Water Cooler Games served as the web's primary forum for "videogames with an agenda" — coverage of the uses of video games in advertising, politics, education, and other everyday activities, outside the sphere of entertainment.
The site was maintained at watercoolergames.org from 2003-2009, where it was edited by myself and Gonzalo Frasca. It is now archived here in full.
Eimi d'ego therapôn men enualioio anaktos
kai museôn, eraton doron epistamenos
(I am first the servant of Lord Ares
and also of the Muses, familiar with their lovely gift)
-- Archilochus, 7c BC
Andrew Stern points out a Popular Science article about more DoD-funded military modeling of military and terrorist scenarios:
The article even has Will Wright speculating on the Iraqi resistance.

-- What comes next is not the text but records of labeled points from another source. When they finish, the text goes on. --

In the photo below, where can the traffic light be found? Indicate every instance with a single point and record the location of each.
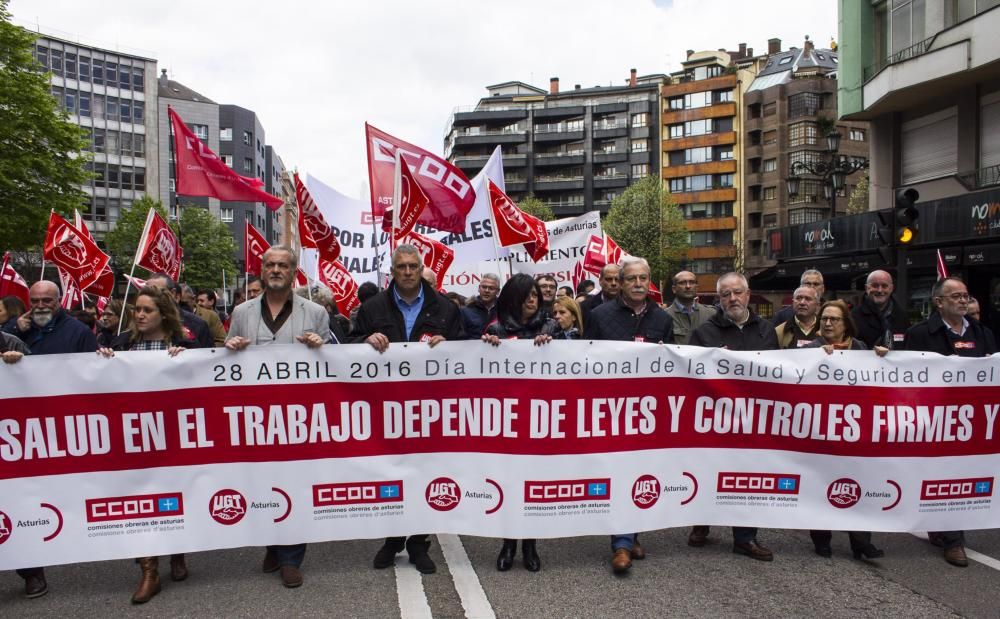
(906, 216)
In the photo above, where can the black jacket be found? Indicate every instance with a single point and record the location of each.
(379, 314)
(756, 334)
(614, 320)
(932, 335)
(873, 326)
(475, 317)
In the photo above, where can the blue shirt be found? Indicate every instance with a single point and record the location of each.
(410, 311)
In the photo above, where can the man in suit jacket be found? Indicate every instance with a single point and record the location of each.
(279, 317)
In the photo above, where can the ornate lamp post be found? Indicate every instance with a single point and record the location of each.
(832, 171)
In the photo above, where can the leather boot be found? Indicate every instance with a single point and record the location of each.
(506, 557)
(178, 568)
(529, 554)
(150, 583)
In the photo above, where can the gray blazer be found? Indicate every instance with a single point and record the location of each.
(307, 317)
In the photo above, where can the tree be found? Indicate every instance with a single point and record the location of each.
(858, 202)
(41, 158)
(208, 248)
(646, 222)
(533, 206)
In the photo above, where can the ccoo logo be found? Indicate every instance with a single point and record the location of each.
(844, 493)
(443, 494)
(227, 506)
(645, 491)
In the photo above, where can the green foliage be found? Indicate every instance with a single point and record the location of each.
(646, 222)
(208, 245)
(533, 206)
(208, 249)
(41, 162)
(858, 202)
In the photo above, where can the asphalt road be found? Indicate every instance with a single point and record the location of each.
(675, 580)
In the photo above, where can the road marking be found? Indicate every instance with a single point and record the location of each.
(470, 590)
(986, 560)
(410, 590)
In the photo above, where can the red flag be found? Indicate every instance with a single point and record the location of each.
(74, 251)
(335, 276)
(254, 246)
(314, 232)
(437, 256)
(159, 251)
(942, 267)
(200, 172)
(11, 283)
(72, 297)
(515, 227)
(104, 287)
(449, 190)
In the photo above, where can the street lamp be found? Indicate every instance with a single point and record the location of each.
(832, 171)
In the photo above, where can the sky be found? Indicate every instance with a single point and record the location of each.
(315, 72)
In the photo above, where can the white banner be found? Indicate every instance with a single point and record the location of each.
(281, 445)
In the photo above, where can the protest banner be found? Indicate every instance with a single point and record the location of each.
(282, 445)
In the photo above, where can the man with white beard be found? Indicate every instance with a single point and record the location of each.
(46, 329)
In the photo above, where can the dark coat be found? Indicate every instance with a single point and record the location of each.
(475, 317)
(64, 334)
(932, 335)
(616, 321)
(379, 314)
(719, 332)
(872, 325)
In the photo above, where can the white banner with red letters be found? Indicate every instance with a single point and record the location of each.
(144, 454)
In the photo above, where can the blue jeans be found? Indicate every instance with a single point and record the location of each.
(290, 555)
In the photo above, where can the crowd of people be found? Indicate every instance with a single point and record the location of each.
(170, 317)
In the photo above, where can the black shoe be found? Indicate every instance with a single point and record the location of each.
(35, 586)
(506, 557)
(386, 556)
(868, 551)
(824, 550)
(529, 555)
(420, 558)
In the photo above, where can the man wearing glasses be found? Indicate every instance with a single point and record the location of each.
(950, 331)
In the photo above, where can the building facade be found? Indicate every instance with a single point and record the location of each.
(926, 76)
(702, 119)
(575, 150)
(790, 107)
(113, 96)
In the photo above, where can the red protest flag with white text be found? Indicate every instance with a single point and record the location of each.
(335, 276)
(159, 250)
(436, 255)
(254, 246)
(314, 231)
(448, 189)
(515, 227)
(200, 172)
(74, 251)
(11, 283)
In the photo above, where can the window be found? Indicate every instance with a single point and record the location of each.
(929, 146)
(804, 104)
(800, 134)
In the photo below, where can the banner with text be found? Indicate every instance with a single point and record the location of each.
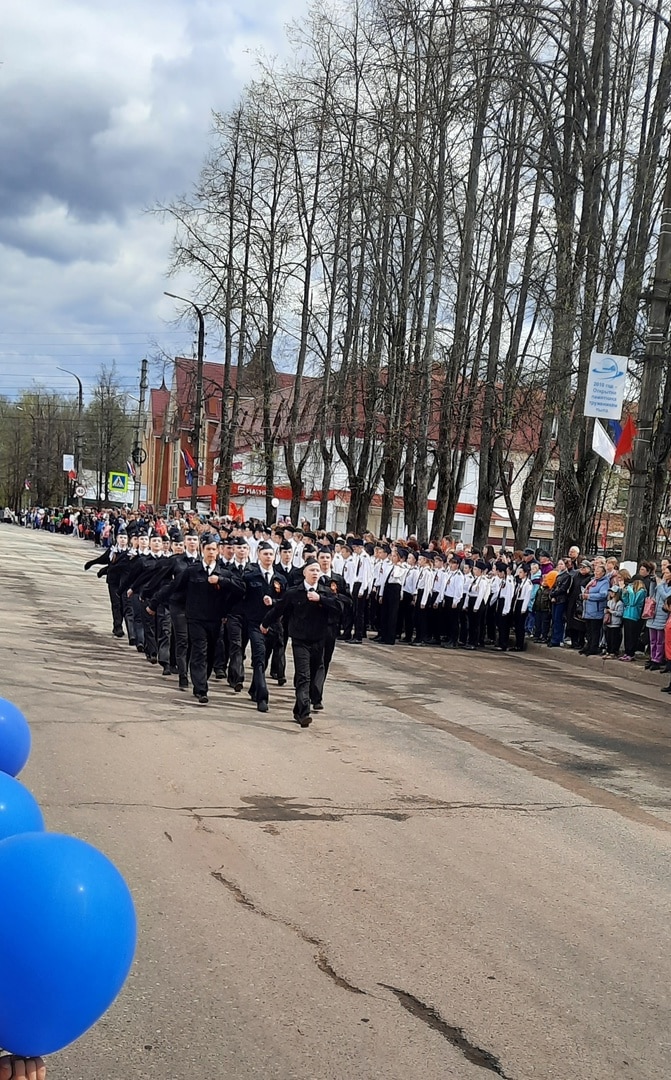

This is one of the reasons I'm looking forward to the Serious Games Summit at this year's GDC. I'm not too fatalistic (yet) about the military "taking over" all funded progress the games and interactive entertainment. However, all of us need to inject a modicum of self-irony into applications of game rhetoric (yes, I said rhetoric, not technology), not just as researchers or hobbyists but as world citizens.
For me, the issue boils down to a question of how the government makes game-based scenarios fungible as tools for international policy. To my great glee, the Popular Science article admitted that this is the main challenge for these simulations, despite an enormous $100 million budget.
Following Will Wright's comments (here and here, among others) about the role of imagination in sims, I have argued elsewhere that gaps and spaces in representation are the most important meaning-makers in games. Wright has his doubts that players -- command and control or policymakers -- can assemble useful conclusions from such specified models as "Virtual Pakistan":
But, isn't this what goes on in military strategy and foreign policy all the time? We never have enough information to fill in what's left out, so we use that gap as a space of debate. In the simulations cited in the article, this debate is primarily military strategy -- battlefield tactics. What remains to be seen is how public policy and citizen debate can weave itself into this space. Is it possible for such debate to take place inside the military sims themselves? I'd like to think that, given $100M large to spend, the DoD might be willing to spend at least a fraction of it on introducing human reflection into these systems, rather than relegating them to a hand-wave and a foodnote. Any takers, Washington?